8287_web_R_K_B_by_Dietmar Meinert_pixelio.de (2)Wie facettenreich Kunst sein kann, bekamen rund 20.000 Interessenten in der Nacht vom 9. zum 10. April in Düsseldorf zu sehen. Mehr als 50 Kunstinstitutionen der Stadt hatten bis zwei Uhr morgens ihre Türen geöffnet, um den zahlreichen Gästen die unterschiedlichsten Ausprägungen von Kunst zu nahezubringen. Werke von großen Meistern waren ebenso darunter wie Exponate von hoffnungsvollen Nachwuchskünstlern. Außerdem gab es ein buntes Rahmenprogram mit Musik, Tanz und Lesungen.

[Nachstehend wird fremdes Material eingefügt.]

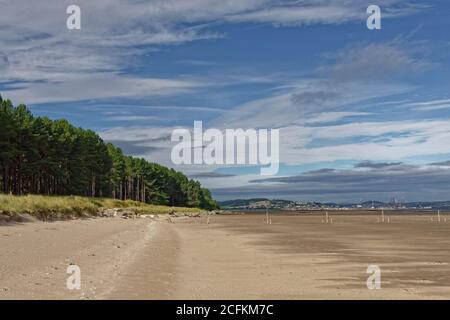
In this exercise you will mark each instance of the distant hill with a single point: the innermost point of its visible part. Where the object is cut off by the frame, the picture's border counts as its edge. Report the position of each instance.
(279, 204)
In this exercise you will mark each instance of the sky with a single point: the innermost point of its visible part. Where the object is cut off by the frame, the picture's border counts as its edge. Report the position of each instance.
(363, 114)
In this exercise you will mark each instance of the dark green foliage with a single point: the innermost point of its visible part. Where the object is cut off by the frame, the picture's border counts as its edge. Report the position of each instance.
(43, 156)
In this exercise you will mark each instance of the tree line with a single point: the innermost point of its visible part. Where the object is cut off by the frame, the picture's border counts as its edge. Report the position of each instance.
(52, 157)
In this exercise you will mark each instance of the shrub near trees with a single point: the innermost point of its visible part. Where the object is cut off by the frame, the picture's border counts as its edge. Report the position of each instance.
(52, 157)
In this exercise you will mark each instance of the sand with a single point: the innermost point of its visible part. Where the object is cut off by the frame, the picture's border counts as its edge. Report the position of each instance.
(232, 257)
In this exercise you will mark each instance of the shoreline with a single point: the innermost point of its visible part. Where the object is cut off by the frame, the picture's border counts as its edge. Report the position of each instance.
(232, 257)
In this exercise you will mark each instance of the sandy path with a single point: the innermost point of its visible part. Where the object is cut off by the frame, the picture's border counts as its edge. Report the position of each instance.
(34, 256)
(300, 258)
(231, 258)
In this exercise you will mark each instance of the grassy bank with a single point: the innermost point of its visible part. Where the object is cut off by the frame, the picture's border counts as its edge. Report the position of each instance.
(45, 207)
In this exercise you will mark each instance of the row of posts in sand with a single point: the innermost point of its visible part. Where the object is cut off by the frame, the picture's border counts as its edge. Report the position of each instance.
(327, 219)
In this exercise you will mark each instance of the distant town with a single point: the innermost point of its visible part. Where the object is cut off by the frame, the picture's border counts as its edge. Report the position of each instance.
(289, 205)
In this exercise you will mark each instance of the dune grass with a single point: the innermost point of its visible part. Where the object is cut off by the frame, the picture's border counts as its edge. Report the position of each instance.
(48, 206)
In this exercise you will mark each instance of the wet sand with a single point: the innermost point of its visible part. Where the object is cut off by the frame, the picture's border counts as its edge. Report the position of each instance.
(233, 257)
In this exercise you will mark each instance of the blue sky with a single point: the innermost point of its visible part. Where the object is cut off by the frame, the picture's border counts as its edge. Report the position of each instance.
(363, 114)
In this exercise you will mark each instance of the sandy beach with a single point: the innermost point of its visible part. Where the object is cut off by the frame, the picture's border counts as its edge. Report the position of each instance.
(232, 257)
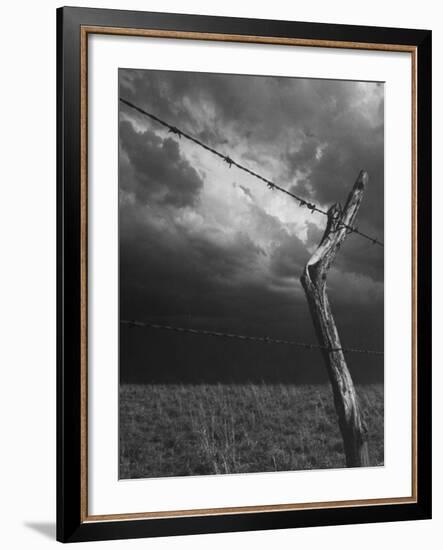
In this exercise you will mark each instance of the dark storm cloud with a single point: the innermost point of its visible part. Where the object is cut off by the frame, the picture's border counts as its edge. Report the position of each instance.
(159, 172)
(180, 265)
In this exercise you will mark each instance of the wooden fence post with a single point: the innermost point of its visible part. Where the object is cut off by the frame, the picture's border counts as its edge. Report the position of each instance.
(352, 425)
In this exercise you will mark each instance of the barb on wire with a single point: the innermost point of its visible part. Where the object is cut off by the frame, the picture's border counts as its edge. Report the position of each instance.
(271, 185)
(258, 339)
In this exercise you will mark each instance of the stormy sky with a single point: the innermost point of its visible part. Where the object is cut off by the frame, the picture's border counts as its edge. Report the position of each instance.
(206, 246)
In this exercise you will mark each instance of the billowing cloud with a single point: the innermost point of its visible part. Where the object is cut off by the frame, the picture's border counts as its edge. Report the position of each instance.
(207, 246)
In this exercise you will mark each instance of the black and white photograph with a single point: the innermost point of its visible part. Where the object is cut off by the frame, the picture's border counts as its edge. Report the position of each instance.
(251, 270)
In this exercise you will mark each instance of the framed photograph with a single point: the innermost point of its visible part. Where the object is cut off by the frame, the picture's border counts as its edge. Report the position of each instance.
(244, 270)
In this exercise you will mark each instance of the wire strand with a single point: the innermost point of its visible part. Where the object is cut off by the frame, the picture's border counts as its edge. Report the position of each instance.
(230, 162)
(244, 337)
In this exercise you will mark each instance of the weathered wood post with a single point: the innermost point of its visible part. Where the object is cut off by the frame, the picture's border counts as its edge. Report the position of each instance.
(352, 425)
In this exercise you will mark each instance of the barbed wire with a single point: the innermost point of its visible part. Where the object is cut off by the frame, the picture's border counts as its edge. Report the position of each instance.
(230, 162)
(244, 337)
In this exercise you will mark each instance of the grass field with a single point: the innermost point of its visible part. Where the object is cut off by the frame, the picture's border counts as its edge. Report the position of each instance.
(179, 430)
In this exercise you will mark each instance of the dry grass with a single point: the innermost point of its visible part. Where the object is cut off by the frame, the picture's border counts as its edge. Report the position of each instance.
(179, 430)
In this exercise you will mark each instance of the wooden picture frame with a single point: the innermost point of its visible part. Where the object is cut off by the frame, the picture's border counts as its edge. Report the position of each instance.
(74, 26)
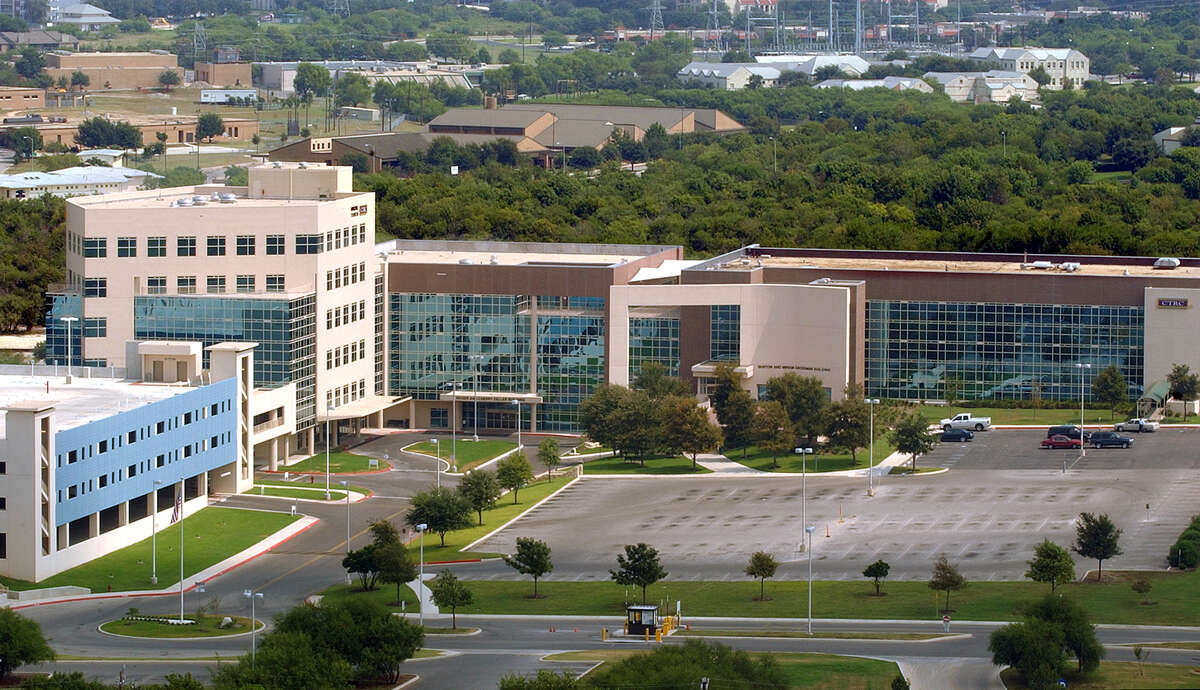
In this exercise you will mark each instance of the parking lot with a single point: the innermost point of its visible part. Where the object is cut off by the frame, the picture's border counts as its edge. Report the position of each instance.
(1002, 496)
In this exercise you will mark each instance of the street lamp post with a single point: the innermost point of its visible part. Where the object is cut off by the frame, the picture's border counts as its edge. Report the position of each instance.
(154, 535)
(809, 531)
(69, 321)
(870, 472)
(253, 623)
(804, 479)
(1081, 366)
(517, 402)
(420, 577)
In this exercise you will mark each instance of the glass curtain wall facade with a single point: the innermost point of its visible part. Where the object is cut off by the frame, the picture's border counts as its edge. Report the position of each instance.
(999, 351)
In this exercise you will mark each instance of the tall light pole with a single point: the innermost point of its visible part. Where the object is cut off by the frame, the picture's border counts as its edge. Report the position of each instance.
(870, 472)
(253, 624)
(69, 321)
(154, 534)
(1081, 366)
(804, 479)
(809, 531)
(420, 577)
(329, 412)
(517, 402)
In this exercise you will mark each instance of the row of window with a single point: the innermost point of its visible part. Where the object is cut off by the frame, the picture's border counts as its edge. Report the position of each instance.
(346, 315)
(346, 275)
(346, 354)
(142, 433)
(346, 394)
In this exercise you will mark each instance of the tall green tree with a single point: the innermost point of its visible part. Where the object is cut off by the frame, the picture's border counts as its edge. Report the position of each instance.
(531, 558)
(1097, 537)
(639, 567)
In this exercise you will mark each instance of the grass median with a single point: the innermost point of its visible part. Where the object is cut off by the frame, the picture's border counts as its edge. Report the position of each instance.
(1109, 603)
(210, 537)
(468, 454)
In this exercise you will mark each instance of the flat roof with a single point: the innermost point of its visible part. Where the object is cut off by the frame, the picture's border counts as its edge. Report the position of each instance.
(1131, 268)
(85, 400)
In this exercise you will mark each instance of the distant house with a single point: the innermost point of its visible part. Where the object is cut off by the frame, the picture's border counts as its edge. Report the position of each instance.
(893, 83)
(991, 87)
(729, 76)
(1067, 67)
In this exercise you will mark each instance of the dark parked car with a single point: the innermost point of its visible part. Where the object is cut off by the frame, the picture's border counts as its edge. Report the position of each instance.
(1061, 442)
(1069, 431)
(957, 435)
(1110, 439)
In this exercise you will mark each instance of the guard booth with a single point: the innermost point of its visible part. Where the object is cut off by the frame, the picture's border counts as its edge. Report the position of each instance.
(641, 618)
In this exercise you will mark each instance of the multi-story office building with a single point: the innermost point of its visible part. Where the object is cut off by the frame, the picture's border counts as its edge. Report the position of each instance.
(87, 467)
(287, 262)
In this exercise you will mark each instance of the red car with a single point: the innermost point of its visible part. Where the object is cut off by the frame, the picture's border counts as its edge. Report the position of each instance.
(1060, 441)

Eine große Zahl der Künstler war darüber hinaus anwesend und stand für ein persönliches Gespräch bereit.

Ob Laie oder Profi: Jeder, der sich in irgendeiner Weise mit Kunst verbunden fühlt, kam in der Museumsnacht auf seine Kosten. Es war bereits das 16. Mal, dass diese stattfand. Der rege Zuspruch gab den Organisatoren Recht, dass Kunst zeitlos und stets präsent ist. Wie sie interpretiert wird, ist Ansichtssache und der Fantasie eines jeden selbst überlassen. Dementsprechend konnten neben Gemälden auf Leinwand beispielsweise auch futuristisch anmutende Installationen aus Metall und ausdrucksstarke Fotografien betrachtet werden.

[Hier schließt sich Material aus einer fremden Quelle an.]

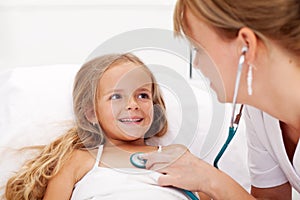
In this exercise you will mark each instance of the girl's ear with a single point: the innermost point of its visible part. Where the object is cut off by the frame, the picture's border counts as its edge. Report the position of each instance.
(90, 114)
(248, 38)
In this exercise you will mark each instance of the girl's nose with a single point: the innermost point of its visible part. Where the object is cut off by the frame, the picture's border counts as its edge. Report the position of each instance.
(132, 104)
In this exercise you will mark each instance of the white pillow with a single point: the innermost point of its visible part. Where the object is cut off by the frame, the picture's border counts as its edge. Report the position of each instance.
(36, 107)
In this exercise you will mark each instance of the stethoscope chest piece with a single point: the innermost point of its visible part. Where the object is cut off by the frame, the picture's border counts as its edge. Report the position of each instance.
(137, 161)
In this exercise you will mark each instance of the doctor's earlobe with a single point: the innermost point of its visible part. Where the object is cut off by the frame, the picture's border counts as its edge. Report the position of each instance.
(244, 49)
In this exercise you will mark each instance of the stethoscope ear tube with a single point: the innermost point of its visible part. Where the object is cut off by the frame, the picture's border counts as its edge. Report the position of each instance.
(232, 130)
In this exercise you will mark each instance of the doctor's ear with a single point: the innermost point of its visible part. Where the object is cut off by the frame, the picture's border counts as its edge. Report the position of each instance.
(248, 39)
(90, 115)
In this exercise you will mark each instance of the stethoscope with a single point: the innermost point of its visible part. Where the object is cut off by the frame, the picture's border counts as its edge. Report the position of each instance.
(137, 160)
(234, 121)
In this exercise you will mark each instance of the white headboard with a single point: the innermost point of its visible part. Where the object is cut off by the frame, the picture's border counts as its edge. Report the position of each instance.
(65, 31)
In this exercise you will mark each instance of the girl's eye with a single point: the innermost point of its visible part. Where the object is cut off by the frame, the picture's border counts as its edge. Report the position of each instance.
(115, 96)
(144, 96)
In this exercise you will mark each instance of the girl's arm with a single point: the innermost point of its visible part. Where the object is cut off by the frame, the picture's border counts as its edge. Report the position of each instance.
(61, 185)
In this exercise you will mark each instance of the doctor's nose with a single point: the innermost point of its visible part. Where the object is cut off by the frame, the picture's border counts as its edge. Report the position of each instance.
(132, 104)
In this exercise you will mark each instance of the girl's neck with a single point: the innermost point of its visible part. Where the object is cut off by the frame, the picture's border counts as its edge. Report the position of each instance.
(124, 144)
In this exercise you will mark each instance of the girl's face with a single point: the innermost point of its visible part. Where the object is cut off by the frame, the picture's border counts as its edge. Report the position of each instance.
(124, 102)
(214, 57)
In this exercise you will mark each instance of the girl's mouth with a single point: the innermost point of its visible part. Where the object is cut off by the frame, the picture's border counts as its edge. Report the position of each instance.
(131, 120)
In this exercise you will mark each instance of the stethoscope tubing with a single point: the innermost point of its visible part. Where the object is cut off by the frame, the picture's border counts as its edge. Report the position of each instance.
(232, 130)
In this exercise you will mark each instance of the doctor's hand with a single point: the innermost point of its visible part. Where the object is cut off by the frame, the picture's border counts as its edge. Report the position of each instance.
(180, 168)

Über 40 Museen, Galerien und andere Orte, an denen Kunst eine wichtige Rolle spielt, standen für einen Besuch in den späten Abend- und Nachtstunden offen. Dabei war nicht nur ein Gang durch die Ausstellungsräume, sondern auch ein Blick hinter die Kulissen möglich. Zu den beteiligten Örtlichkeiten zählten etwa das Stadtmuseum, das NRW-Forum und die Kunsthalle. Eher ungewöhnlich muteten dagegen Kirchen, der Hafen und U-Bahnhöfe als Standorte für eine Kunstausstellung an. Dennoch nahmen sie an der „Nacht der Museen“ teil und konnten sich über einen nicht abreißenden Besucherstrom freuen. Damit jener ungehindert fließen konnte, wurde ein Shuttle-Bus eingesetzt, dessen Nutzung im Eintrittspreis von 14 Euro inklusive war.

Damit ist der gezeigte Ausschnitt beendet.